Ok.... I'll take it slowly this time....
This woman wants to send e-mail to her boyfriend and maybe do a little web surfing. Unless she lives in a VERY small town, she has her pick of any of a number of ISP's. Thus, she doesn't have to deal with the likes of AOL or MSN. No non-standard PPP, no problem.
Thus, all your e-mail contacts would be unable to contact you
Here's a concept for you.... gather all the addresses in your address book and send each entry a small email saying
"Hi! I got a new ISP recently.
My email address has changed from me@old.isp.com to me@new.isp.com.
Please update your address book Thanx!"
As for the website passwords.... if your memory is not up to the task, I suggest writing down your passwords and storing them in a secure place..... or just put 'em on a post-it and stick it to your monitor like the rest of us do! [grin]

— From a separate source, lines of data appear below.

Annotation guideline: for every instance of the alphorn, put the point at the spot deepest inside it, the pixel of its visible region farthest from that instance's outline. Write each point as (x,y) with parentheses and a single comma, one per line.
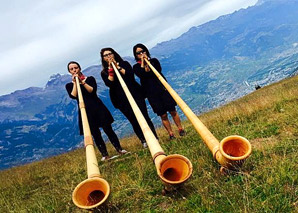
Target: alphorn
(230,152)
(173,169)
(93,191)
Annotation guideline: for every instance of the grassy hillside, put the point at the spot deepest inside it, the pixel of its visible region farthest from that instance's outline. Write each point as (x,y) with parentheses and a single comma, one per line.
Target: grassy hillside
(267,183)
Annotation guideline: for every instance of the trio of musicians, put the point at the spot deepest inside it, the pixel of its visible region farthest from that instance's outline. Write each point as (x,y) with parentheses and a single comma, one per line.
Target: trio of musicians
(97,113)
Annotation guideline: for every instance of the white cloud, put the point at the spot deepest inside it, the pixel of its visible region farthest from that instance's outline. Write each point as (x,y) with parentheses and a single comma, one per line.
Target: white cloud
(40,37)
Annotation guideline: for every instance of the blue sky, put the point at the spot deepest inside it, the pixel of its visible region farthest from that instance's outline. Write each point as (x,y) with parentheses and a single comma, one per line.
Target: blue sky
(39,37)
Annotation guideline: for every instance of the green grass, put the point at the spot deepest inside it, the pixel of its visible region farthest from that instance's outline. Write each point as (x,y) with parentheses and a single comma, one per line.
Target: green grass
(267,181)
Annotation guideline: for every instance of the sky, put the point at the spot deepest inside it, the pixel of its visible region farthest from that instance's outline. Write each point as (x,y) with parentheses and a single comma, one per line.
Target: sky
(39,37)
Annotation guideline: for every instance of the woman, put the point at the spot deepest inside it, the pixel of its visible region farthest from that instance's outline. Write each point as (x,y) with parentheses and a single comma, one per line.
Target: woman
(117,95)
(158,97)
(97,113)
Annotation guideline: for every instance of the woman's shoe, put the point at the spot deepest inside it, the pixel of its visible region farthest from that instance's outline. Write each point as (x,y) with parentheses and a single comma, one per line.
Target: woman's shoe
(105,158)
(145,145)
(172,137)
(122,152)
(181,132)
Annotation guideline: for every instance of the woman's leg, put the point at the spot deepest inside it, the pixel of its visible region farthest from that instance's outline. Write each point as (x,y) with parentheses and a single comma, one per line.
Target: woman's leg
(112,136)
(99,141)
(166,123)
(128,113)
(177,121)
(143,108)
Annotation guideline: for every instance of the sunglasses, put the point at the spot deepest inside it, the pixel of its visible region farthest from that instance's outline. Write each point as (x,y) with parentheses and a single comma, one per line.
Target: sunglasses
(140,52)
(108,54)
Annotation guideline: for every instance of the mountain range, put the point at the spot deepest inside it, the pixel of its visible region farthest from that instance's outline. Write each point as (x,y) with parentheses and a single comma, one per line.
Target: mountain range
(208,66)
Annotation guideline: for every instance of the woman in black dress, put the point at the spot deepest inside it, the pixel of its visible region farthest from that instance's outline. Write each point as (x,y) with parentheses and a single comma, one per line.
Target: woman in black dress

Configure vim to use the key you want. Viola! (Otherwise, wait around a few weeks. Dozens of geeks are working on a hack for this issue as we speak.) Still, let's face it, no laptop keyboard is exactly an ergonomic dream, but that's kind of the price you pay for being mobile. When using it at home, your best bet is to plug in a USB keyboard and configure it how you like.
2. Bang for the buck is pretty low relative to similarly priced x86 laptops.
Not in the laptop arena, it ain't! My iBook kicks the ass over every comparably priced PC I have ever seen. Don't let the Intel clock speed ratings fool you, they downchip the shit out of Pentiums when they put them in laptops, to avoid giving the user second degree burns and spending the battery in a half hour or so. The iBook G3 chip (made by IBM rather than Motorola, IIRC) is plenty fast compared to what's out there in the PC laptop world.
2. The dock is an atrocious monstrosity, though I understand that it can be shrunk, which would help a lot. It can be resized quite dramatically (I have friends who prefer teeny-tiny docks on they desktops). It can also be auto-hidden, like most docks and bars out there (Gnome, Windows, etc.)
Information wants to be anthropomorphized.
My post wasn't comparing Linux and Mac OS. I was talking about PC software. I'd happily use OSX. The things I was talking about were far from unique. They were however, better implemented on Linux than on Windows software. I agree, the Mac versions of things, and the OS in general, tend to be cleaner and more refined. I like it that way.